Les sympathiques Sleeper Hits ou en français « succès inattendus» sont des produits de divertissement dont les distributeurs pensaient qu’il n’allaient pas devenir des succès mais qui le deviennent finalement, en général graduellement.

Si l’été 2022 a été marqué par un beau spécimen (Everything, everywhere, all at once des Daniels) les années 90 en ont connu de sublimes exemples jusqu’à l’apothéose de 1999 (Matrix des Wachowski’s, Sixième Sens de M.Night Shyamalan, La Momie de Stephen Sommers).
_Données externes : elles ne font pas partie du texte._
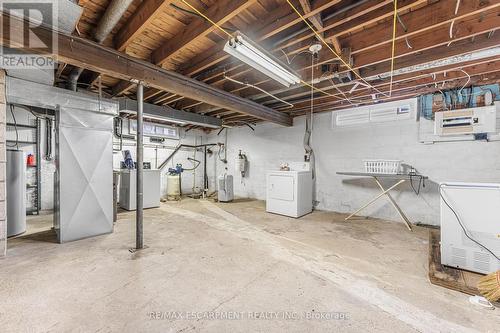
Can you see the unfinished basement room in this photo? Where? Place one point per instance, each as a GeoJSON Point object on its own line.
{"type": "Point", "coordinates": [250, 166]}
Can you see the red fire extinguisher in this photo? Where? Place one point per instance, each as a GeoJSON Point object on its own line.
{"type": "Point", "coordinates": [31, 160]}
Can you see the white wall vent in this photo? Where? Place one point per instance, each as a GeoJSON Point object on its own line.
{"type": "Point", "coordinates": [152, 129]}
{"type": "Point", "coordinates": [351, 117]}
{"type": "Point", "coordinates": [380, 113]}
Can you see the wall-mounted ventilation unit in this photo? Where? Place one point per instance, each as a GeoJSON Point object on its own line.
{"type": "Point", "coordinates": [151, 129]}
{"type": "Point", "coordinates": [351, 117]}
{"type": "Point", "coordinates": [466, 121]}
{"type": "Point", "coordinates": [383, 113]}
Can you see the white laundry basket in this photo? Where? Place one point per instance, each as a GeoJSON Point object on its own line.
{"type": "Point", "coordinates": [391, 167]}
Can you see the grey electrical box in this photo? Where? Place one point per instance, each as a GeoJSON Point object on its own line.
{"type": "Point", "coordinates": [151, 190]}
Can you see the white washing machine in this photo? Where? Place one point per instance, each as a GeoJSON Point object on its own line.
{"type": "Point", "coordinates": [289, 193]}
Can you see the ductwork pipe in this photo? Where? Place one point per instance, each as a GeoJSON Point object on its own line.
{"type": "Point", "coordinates": [113, 14]}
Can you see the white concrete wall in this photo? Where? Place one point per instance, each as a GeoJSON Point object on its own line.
{"type": "Point", "coordinates": [343, 149]}
{"type": "Point", "coordinates": [3, 213]}
{"type": "Point", "coordinates": [24, 116]}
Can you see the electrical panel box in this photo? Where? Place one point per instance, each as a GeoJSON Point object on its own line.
{"type": "Point", "coordinates": [466, 121]}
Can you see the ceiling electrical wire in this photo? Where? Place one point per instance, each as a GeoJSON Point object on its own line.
{"type": "Point", "coordinates": [331, 49]}
{"type": "Point", "coordinates": [230, 36]}
{"type": "Point", "coordinates": [290, 105]}
{"type": "Point", "coordinates": [457, 7]}
{"type": "Point", "coordinates": [466, 83]}
{"type": "Point", "coordinates": [393, 52]}
{"type": "Point", "coordinates": [207, 18]}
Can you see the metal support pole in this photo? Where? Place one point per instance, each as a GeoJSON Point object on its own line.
{"type": "Point", "coordinates": [139, 241]}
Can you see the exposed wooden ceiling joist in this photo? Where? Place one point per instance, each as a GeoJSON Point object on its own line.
{"type": "Point", "coordinates": [221, 12]}
{"type": "Point", "coordinates": [146, 13]}
{"type": "Point", "coordinates": [90, 55]}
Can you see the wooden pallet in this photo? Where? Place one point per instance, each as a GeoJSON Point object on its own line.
{"type": "Point", "coordinates": [449, 277]}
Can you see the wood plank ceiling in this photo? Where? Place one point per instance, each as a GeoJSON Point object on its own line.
{"type": "Point", "coordinates": [173, 36]}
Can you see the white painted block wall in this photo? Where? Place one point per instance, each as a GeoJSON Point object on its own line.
{"type": "Point", "coordinates": [344, 149]}
{"type": "Point", "coordinates": [3, 213]}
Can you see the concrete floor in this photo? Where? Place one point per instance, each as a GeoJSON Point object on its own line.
{"type": "Point", "coordinates": [232, 268]}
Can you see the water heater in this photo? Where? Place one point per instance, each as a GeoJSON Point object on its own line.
{"type": "Point", "coordinates": [16, 193]}
{"type": "Point", "coordinates": [225, 193]}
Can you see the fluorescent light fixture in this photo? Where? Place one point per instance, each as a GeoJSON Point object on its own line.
{"type": "Point", "coordinates": [242, 48]}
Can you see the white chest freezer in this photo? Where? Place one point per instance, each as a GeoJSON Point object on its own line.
{"type": "Point", "coordinates": [151, 189]}
{"type": "Point", "coordinates": [470, 226]}
{"type": "Point", "coordinates": [289, 192]}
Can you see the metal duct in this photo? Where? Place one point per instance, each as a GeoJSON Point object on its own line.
{"type": "Point", "coordinates": [109, 20]}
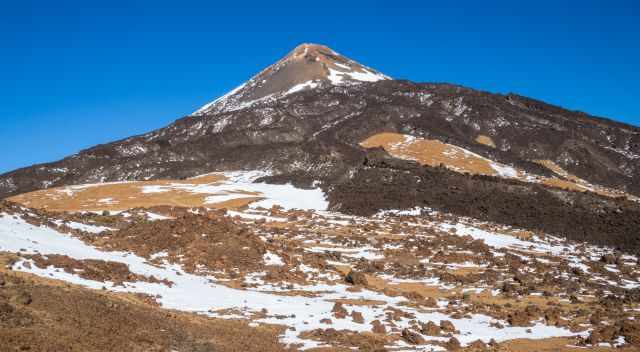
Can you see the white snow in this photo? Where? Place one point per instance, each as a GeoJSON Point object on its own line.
{"type": "Point", "coordinates": [198, 294]}
{"type": "Point", "coordinates": [272, 259]}
{"type": "Point", "coordinates": [237, 184]}
{"type": "Point", "coordinates": [83, 227]}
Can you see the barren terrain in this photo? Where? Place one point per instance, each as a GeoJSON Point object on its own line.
{"type": "Point", "coordinates": [310, 279]}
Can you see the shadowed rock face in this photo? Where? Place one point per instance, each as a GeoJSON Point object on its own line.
{"type": "Point", "coordinates": [313, 133]}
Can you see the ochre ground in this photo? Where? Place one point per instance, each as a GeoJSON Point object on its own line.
{"type": "Point", "coordinates": [127, 195]}
{"type": "Point", "coordinates": [435, 153]}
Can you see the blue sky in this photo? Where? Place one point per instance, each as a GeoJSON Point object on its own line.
{"type": "Point", "coordinates": [75, 74]}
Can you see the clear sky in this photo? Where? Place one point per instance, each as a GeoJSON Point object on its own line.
{"type": "Point", "coordinates": [75, 74]}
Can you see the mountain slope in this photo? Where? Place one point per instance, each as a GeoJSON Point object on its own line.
{"type": "Point", "coordinates": [304, 118]}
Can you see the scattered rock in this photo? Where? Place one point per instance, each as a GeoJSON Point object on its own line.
{"type": "Point", "coordinates": [412, 337]}
{"type": "Point", "coordinates": [453, 344]}
{"type": "Point", "coordinates": [378, 327]}
{"type": "Point", "coordinates": [339, 311]}
{"type": "Point", "coordinates": [356, 278]}
{"type": "Point", "coordinates": [447, 326]}
{"type": "Point", "coordinates": [357, 317]}
{"type": "Point", "coordinates": [430, 329]}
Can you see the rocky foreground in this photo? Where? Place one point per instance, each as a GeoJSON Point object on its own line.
{"type": "Point", "coordinates": [279, 278]}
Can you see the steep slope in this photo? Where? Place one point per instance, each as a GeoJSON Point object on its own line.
{"type": "Point", "coordinates": [308, 66]}
{"type": "Point", "coordinates": [304, 118]}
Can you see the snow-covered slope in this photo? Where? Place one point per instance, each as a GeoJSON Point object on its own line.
{"type": "Point", "coordinates": [306, 67]}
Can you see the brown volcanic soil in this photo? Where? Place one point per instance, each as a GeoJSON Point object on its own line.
{"type": "Point", "coordinates": [37, 314]}
{"type": "Point", "coordinates": [127, 195]}
{"type": "Point", "coordinates": [91, 269]}
{"type": "Point", "coordinates": [213, 242]}
{"type": "Point", "coordinates": [384, 183]}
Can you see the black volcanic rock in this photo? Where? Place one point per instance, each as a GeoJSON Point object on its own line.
{"type": "Point", "coordinates": [313, 134]}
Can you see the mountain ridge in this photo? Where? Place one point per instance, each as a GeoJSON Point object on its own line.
{"type": "Point", "coordinates": [313, 136]}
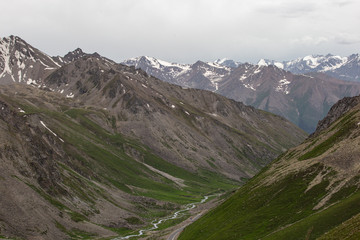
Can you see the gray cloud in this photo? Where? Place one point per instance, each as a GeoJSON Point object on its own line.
{"type": "Point", "coordinates": [186, 30]}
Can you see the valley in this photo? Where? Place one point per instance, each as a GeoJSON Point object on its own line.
{"type": "Point", "coordinates": [102, 149]}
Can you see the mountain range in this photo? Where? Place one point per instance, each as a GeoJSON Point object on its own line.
{"type": "Point", "coordinates": [94, 149]}
{"type": "Point", "coordinates": [309, 192]}
{"type": "Point", "coordinates": [345, 68]}
{"type": "Point", "coordinates": [303, 97]}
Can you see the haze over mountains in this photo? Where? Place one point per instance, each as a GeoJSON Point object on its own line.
{"type": "Point", "coordinates": [138, 147]}
{"type": "Point", "coordinates": [310, 192]}
{"type": "Point", "coordinates": [298, 90]}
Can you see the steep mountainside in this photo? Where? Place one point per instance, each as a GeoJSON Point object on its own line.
{"type": "Point", "coordinates": [181, 125]}
{"type": "Point", "coordinates": [98, 149]}
{"type": "Point", "coordinates": [302, 99]}
{"type": "Point", "coordinates": [310, 192]}
{"type": "Point", "coordinates": [22, 63]}
{"type": "Point", "coordinates": [345, 68]}
{"type": "Point", "coordinates": [199, 75]}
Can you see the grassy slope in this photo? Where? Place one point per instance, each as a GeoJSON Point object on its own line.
{"type": "Point", "coordinates": [284, 209]}
{"type": "Point", "coordinates": [105, 153]}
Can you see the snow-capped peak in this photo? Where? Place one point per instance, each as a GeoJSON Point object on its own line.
{"type": "Point", "coordinates": [262, 62]}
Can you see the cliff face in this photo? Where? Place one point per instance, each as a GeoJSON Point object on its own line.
{"type": "Point", "coordinates": [336, 111]}
{"type": "Point", "coordinates": [310, 192]}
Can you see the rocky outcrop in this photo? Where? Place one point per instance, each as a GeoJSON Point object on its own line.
{"type": "Point", "coordinates": [336, 111]}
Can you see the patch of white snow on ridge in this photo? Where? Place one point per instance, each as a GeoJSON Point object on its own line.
{"type": "Point", "coordinates": [262, 62]}
{"type": "Point", "coordinates": [71, 95]}
{"type": "Point", "coordinates": [243, 77]}
{"type": "Point", "coordinates": [42, 123]}
{"type": "Point", "coordinates": [250, 86]}
{"type": "Point", "coordinates": [279, 65]}
{"type": "Point", "coordinates": [283, 86]}
{"type": "Point", "coordinates": [311, 61]}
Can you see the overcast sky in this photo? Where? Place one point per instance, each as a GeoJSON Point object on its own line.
{"type": "Point", "coordinates": [186, 30]}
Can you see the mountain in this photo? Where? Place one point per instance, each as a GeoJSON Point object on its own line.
{"type": "Point", "coordinates": [345, 68]}
{"type": "Point", "coordinates": [302, 99]}
{"type": "Point", "coordinates": [310, 192]}
{"type": "Point", "coordinates": [227, 63]}
{"type": "Point", "coordinates": [199, 75]}
{"type": "Point", "coordinates": [98, 149]}
{"type": "Point", "coordinates": [22, 63]}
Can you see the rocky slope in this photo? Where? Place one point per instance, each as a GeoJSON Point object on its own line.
{"type": "Point", "coordinates": [98, 149]}
{"type": "Point", "coordinates": [199, 75]}
{"type": "Point", "coordinates": [310, 192]}
{"type": "Point", "coordinates": [345, 68]}
{"type": "Point", "coordinates": [302, 99]}
{"type": "Point", "coordinates": [166, 117]}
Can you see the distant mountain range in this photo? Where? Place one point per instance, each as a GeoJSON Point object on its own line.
{"type": "Point", "coordinates": [345, 68]}
{"type": "Point", "coordinates": [310, 192]}
{"type": "Point", "coordinates": [301, 90]}
{"type": "Point", "coordinates": [90, 148]}
{"type": "Point", "coordinates": [304, 98]}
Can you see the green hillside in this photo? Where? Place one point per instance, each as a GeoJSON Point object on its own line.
{"type": "Point", "coordinates": [305, 193]}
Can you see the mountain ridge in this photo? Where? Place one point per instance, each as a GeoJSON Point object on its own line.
{"type": "Point", "coordinates": [311, 191]}
{"type": "Point", "coordinates": [103, 149]}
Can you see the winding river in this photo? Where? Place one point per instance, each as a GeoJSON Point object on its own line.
{"type": "Point", "coordinates": [155, 224]}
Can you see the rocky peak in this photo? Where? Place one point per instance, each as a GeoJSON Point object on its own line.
{"type": "Point", "coordinates": [336, 111]}
{"type": "Point", "coordinates": [74, 55]}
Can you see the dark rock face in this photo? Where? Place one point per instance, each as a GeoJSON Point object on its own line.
{"type": "Point", "coordinates": [336, 111]}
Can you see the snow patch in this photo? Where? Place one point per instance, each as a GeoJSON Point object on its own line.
{"type": "Point", "coordinates": [250, 86]}
{"type": "Point", "coordinates": [42, 123]}
{"type": "Point", "coordinates": [283, 86]}
{"type": "Point", "coordinates": [71, 95]}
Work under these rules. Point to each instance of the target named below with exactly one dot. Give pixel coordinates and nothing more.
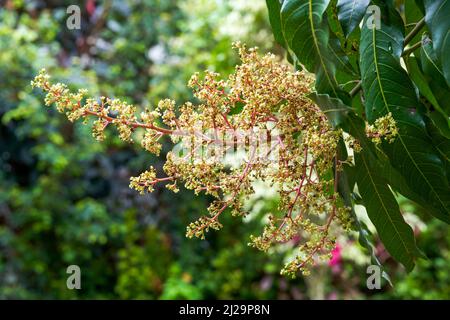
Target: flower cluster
(383, 127)
(261, 95)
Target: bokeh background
(64, 198)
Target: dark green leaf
(383, 211)
(350, 13)
(437, 17)
(307, 33)
(274, 8)
(388, 89)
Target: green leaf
(434, 76)
(350, 13)
(274, 8)
(307, 33)
(388, 89)
(383, 210)
(345, 190)
(441, 119)
(437, 17)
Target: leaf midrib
(313, 31)
(384, 207)
(374, 47)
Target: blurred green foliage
(64, 199)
Sleeper hit de 1997, Breakdown de Jonathan Mostow représente aussi et malheureusement un type de film lui bel et bien disparu : les « films du milieu ». Soit financés grâce à un budget modeste, sur un script non puisé dans une source identifiée du public, mettant en scène un acteur (re)connu sans être véritablement bankable (Kurt Russell) et qui repousse au maximum sa grande scène d’action en fin de métrage pour privilégier une écriture ciselée autour d’une montée de suspense quasi imparable.

Contemporains nostalgiques de ce temps que les moins de vingt ans ne peuvent pas connaître, l’équipe de Transmission braque aujourd’hui son projecteur sur ce fameux Breakdown qui vient de reparaître en BluRay aux éditions Paramount et dont le succès (et les camions), expliqueront en partie le choix de Jonathan Mostow aux manettes de la première suite hors James Cameron qu’a connu la franchise Terminator au début des années 2000.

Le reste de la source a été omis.